Muovendo ad altre infrastrutture trasportistiche, l’Aeroporto di Genova, sui biglietti del quale grava un’addizionale regionale tra le più alte d’Italia, troppo marginalizzato per conseguire le necessarie economie di scala, non è al momento in grado di svolgere né un ruolo attrattivo per il turismo, né di andare incontro alle esigenze di mobilità dei cittadini e degli imprenditori liguri, già penalizzati da una rete autostradale fatiscente (peraltro caratterizzata da tariffe in crescita): non è pensabile che la regione risulti attrattiva per l’installazione di sedi locali di multinazionali o comunque di grandi players senza un aeroporto degno di questo nome. La Regione dovrà spingere per favorire uno sviluppo degli assetti proprietari dell’aeroporto che preveda la partecipazione (anche maggioritaria) al capitale di rischio di soci di mestiere, con consolidata esperienza nella gestione di questo tipo di infrastrutture, che abbiano l’incentivo a promuovere lo sviluppo dell’aeroporto.

Trasporto pubblico locale

Il trasporto pubblico locale necessita di risorse e investimenti. In primis, va affrontata la carenza strutturale di autisti, che è la risultante di salari non adeguati e della perdita di ruolo del mestiere stesso. Se si vuole rilanciare il trasporto pubblico locale si deve puntare sulla qualità e la qualità è data dalla capillarità, puntualità e professionalità del personale e dei mezzi. La Regione dovrà stanziare risorse aggiuntive dedicate a questo settore e dovrà farsi parte attiva nei confronti del Governo per ottenere una significativa implementazione del fondo nazionale trasporti.

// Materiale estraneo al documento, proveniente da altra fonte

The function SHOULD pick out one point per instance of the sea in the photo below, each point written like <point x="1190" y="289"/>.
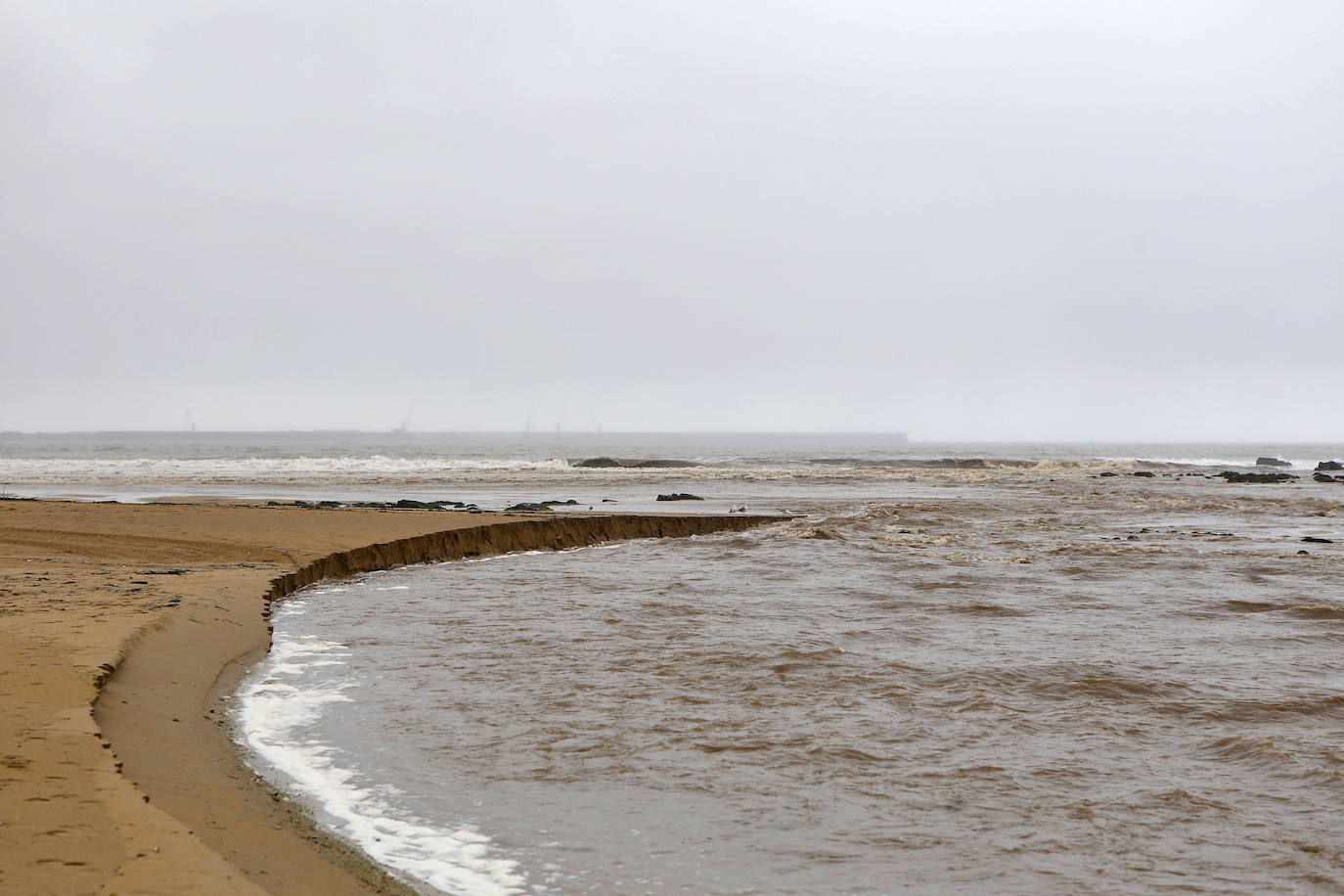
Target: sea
<point x="957" y="668"/>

La regione dovrà promuovere l’integrazione ferro-gomma, soprattutto nell’area urbana che va da Savona alla Città Metropolitana di Genova. È necessaria una riorganizzazione del trasporto pubblico regionale che punti sulla revisione del contratto di servizio con Trenitalia, sull’integrazione tra i sistemi di trasporto, investendo su trasporto sostenibile e sistemi di multi-sharing, mobilità elettrica, abbattimento delle barriere architettoniche fisiche o sensoriali.

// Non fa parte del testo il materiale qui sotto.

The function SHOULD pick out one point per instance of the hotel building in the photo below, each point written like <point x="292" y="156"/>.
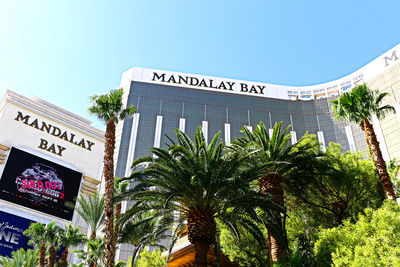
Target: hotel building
<point x="48" y="156"/>
<point x="167" y="100"/>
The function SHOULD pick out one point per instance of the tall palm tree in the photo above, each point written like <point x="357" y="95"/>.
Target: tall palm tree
<point x="91" y="209"/>
<point x="119" y="188"/>
<point x="275" y="157"/>
<point x="109" y="108"/>
<point x="201" y="184"/>
<point x="69" y="236"/>
<point x="358" y="106"/>
<point x="52" y="238"/>
<point x="37" y="237"/>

La mobilità urbana e interurbana va radicalmente ripensata, sulla base di alcune linee fondamentali di intervento:

  1. Integrazione tariffaria e tariffe agevolate: anche grazie a una vera innovazione digitale si può avere un sistema unico di tariffa per tutti i vettori di TPL in Liguria, arrivando a legare la tariffa al servizio effettivamente utilizzato. In questo sistema sarà più facile ed efficiente identificare le categorie di persone che potranno usufruire anche di “tariffe zero” o fortemente agevolate, che dovranno essere improntate al sostegno dei soggetti più fragili, dei pendolari, degli studenti.
  2. Politiche urbanistiche e di pianificazione che favoriscano l’utilizzo del mezzo pubblico rispetto al trasporto privato.Lo switch del parco mezzi privato dal combustibile all’elettrico non risolve il problema della congestione: l’obiettivo è avere un trasporto pubblico e città così efficienti da diminuire la mobilità individuale.
  3. Pianificazione degli investimenti infrastrutturali nell’ottica dell’integrazione e della sostenibilità territoriale, partendo da analisi puntuali dei bisogni dei viaggiatori e del territorio.
  4. Realizzazione di un modello gestionale per il nodo ferroviario di Genova coerente con l’innovazione della rete. Questo comporta anche la previsione di acquisto di nuovo materiale rotabile adeguato alla metropolitanizzazione.
  5. Realizzazione di modelli di gestione delle infrastrutture e dei flussi di traffico che permettano di non sovrapporre le diverse tipologie di traffico (merci, passeggeri traghetti, e pendolari ad esempio).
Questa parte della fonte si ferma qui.